В отношениях Костенова к сослуживцам иногда происходили странности. Вот, например, псаломщик Никольской церкви г. Кемерова Дужик. Мы знаем его как человека, который писал доносительные послания уполномоченному Амброзюку, причем, что удивительно, на таковые послания получал ответы, написанные частным образом, чего в практике уполномоченных, насколько нам известно, никогда более не наблюдалось. Правда, мы знаем, что другому уполномоченному - Яровому писал доносы и Костенов. Но чтобы один доносчик доносил на другого - об этом нам еще не приходилось слышать, и лишь история Никольской церкви г. Кемерова знала один такой пример, который был отражен в письме Ярового в очень влиятельное учреждение, название коего сокращалось обычно до трехбуквенной аббревиатуры.

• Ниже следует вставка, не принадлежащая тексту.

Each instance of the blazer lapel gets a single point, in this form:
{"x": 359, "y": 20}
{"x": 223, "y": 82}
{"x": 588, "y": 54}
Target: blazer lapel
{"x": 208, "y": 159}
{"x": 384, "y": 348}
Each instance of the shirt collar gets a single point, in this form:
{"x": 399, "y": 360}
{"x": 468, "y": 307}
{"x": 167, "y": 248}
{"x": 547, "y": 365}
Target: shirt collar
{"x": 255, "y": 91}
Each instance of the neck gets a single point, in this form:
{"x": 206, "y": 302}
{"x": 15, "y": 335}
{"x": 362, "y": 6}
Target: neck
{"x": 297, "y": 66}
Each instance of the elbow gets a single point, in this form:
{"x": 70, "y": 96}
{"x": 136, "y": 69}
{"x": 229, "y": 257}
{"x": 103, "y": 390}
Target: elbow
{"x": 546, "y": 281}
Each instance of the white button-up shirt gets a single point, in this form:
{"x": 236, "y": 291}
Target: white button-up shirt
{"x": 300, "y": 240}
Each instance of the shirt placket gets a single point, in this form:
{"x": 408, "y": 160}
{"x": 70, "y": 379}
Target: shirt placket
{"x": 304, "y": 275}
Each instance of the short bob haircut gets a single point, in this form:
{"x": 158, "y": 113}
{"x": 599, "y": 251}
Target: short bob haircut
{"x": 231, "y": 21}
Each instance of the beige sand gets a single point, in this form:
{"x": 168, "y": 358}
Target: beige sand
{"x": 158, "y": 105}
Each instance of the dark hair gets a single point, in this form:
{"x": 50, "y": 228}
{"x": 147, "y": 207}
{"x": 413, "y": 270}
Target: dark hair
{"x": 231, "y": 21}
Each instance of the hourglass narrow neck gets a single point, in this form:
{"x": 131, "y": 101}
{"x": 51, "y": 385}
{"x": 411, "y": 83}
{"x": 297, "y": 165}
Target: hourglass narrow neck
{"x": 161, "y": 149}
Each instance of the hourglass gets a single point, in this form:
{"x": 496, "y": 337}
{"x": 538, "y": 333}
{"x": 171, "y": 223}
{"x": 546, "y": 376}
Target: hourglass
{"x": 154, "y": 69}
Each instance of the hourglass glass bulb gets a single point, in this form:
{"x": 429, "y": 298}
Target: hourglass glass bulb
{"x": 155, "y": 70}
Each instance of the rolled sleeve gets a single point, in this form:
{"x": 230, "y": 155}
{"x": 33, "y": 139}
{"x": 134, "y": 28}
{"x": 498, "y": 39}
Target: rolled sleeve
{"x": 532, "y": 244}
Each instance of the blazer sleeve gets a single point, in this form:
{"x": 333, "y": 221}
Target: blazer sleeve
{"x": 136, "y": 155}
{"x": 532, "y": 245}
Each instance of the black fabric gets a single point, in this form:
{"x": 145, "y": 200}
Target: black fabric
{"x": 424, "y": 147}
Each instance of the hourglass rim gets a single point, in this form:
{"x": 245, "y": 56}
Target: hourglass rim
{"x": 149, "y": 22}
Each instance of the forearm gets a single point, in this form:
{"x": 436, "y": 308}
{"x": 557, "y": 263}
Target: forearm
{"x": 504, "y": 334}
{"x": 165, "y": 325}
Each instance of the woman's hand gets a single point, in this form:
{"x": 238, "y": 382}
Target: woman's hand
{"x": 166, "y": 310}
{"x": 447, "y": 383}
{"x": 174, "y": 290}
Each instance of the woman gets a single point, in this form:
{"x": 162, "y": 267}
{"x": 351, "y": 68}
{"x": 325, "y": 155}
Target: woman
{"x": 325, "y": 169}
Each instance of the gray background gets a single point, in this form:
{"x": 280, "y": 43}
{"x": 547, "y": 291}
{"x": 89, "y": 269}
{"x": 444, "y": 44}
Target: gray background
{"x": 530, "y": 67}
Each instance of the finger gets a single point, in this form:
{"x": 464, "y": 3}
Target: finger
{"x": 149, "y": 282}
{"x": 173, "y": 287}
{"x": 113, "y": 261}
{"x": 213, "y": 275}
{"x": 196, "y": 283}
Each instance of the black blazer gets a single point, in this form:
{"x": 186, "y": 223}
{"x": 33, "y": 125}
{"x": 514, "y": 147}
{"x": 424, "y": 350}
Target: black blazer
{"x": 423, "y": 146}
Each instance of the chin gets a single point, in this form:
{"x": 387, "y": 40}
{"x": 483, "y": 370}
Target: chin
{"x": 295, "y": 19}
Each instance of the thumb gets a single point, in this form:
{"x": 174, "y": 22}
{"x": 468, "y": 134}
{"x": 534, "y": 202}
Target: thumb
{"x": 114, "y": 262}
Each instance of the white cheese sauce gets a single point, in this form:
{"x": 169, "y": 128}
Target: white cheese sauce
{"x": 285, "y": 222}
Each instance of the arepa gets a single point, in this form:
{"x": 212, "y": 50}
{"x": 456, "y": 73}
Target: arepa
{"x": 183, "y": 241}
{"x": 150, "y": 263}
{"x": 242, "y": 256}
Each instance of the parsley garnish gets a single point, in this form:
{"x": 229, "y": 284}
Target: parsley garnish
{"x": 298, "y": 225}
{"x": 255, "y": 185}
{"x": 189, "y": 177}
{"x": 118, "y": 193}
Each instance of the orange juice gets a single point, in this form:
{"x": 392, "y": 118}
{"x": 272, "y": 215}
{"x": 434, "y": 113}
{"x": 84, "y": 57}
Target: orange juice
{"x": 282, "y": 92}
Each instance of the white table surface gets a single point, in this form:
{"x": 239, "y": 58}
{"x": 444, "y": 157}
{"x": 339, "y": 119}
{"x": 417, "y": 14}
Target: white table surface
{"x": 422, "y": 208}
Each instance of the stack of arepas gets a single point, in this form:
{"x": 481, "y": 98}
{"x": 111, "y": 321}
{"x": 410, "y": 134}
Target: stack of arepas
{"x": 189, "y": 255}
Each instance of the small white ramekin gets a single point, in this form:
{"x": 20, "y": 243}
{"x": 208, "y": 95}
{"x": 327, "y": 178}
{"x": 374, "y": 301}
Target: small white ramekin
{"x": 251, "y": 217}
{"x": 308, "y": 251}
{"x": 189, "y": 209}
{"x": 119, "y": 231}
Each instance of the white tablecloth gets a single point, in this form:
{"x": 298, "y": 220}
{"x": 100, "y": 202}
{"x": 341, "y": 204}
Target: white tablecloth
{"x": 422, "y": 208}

"Псаломщик Никольской церкви, - писал Яровой в это учреждение 15 февраля 1957 г., - Дужик Мефодий Демидович на приеме 11 февраля с. г. рассказал, что в январе в сторожку приходил второй священник Костенов Прокопий и в беседе с ним выражал недовольство политикой партии и правительства по отношению к церкви. Костенов говорил: "Советская власть не разрешает строить церкви, не создает условий, чтобы люди могли посещать церковь. Ходят молиться неграмотные старухи, ради которых и учиться не стоит, чтобы проводить службу. Мой отец священник, он рассказывал, что раньше ему приятно было служить службу, когда среди молящихся были люди, одетые в хорошие шубы с меховыми муфтами в руках. Нужно выступить перед верующими с проповедями против притеснений церкви Советским Правительством".

Итак, один доносчик доносит на другого. В этом письме более удивляет Костенов. Неужели посылая обстоятельные рапорты Яровому, Костенов одновременно занимался антиправительственной пропагандой? Или последнее им делалось для камуфляжа, чтобы его собратья не заподозрили в нем "шпиона"? И тогда Костенов в этом "камуфляжировании" настолько переусердствовал, что "закамуфляжировал" другого "камуфляжиста". Или - подозрительность Дужика была настолько развита, что он, учуяв заговор против власти, донес на ее верноподданного. Удивляет в этой истории и Яровой. Правда, он лишь приступил к своим обязанностям и Костенова мог еще не знать. Но Костенова прекрасно знали предыдущие уполномоченные, ибо он писал и им. Эти его письма хранились в делопроизводстве Ярового, и он не мог их не читать. Но тогда - почему он дает жалобе Дужика ход? Не потому ли, что с Дужиком он в доверительно-близких отношениях? Настолько доверительных, что Яровой тут же сообщает обо всем "куда надо"...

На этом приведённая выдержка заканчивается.